Potassium ion channel
Potassium ion channels are membrane-spanning proteins that catalyze the rapid and selective transport of potassium ions (K+) across cell membranes. Selectivity refers to the fact that most ion channels only allow certain types of ions to pass through. In the case of the potassium ion channel, only potassium ions are allowed to pass through the cell membrane.
Potassium ion channels are needed because they help regulate a variety of processes. Potassium channels are involved in a wide range of physiological processes such as cardiac function and hormone regulation. Many different cellular signals can cause the potassium ion channel to open and close. This is referred to as gating, and give rise to the diversity of processes it’s involved in. The potassium ion channel can pass ions at near diffusion-limited rates (108 ions per second) and can precisely select against abundant and similar Na+. These properties have given rise to a great deal of interest in examining its structure in order to explain its function at the molecular level.

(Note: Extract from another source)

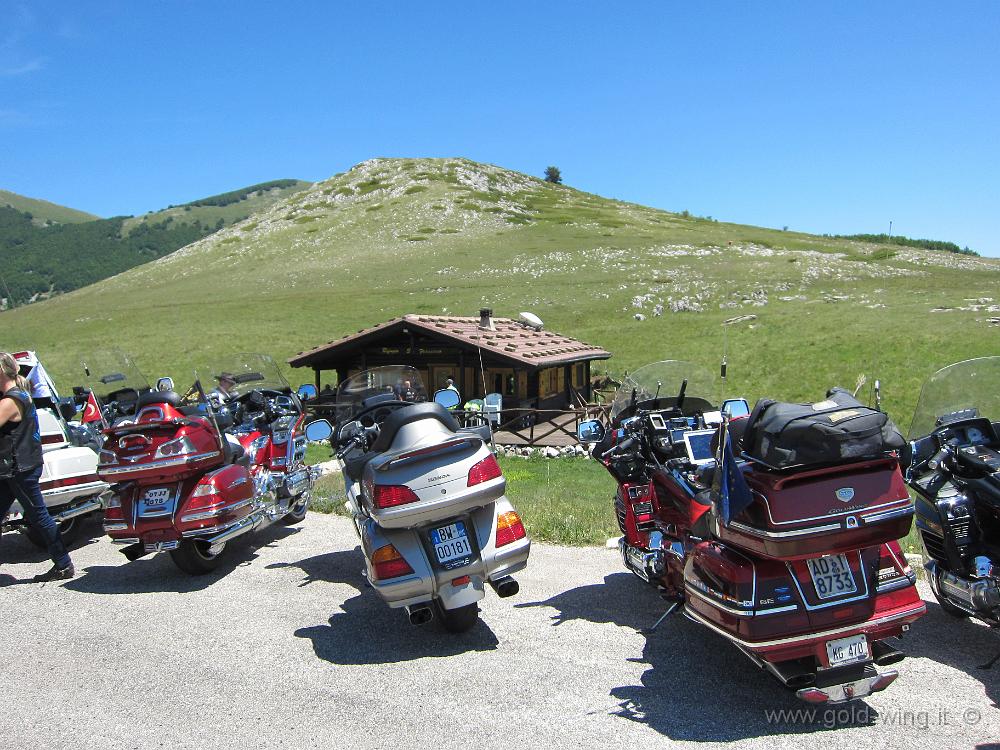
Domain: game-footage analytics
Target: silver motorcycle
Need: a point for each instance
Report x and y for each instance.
(426, 496)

Study of the molecular structure of the potassium ion channel has been possible through advances in X-ray crystallography. Data from x-ray analyses have revealed that the potassium ion channel consists of four identical subunits that form a cone-like structure containing a central channel. Potassium ions travel in one direction through this channel. The direction the ions travel is from the intracellular space to the extracellular space (i.e., from inside the cell to the outside the cell). The portion of the protein nearest the extracellular space contains a special feature, which only allows potassium ions to pass into the extracellular space. This special feature is known as the selectivity filter and resides near the outer end of the channel.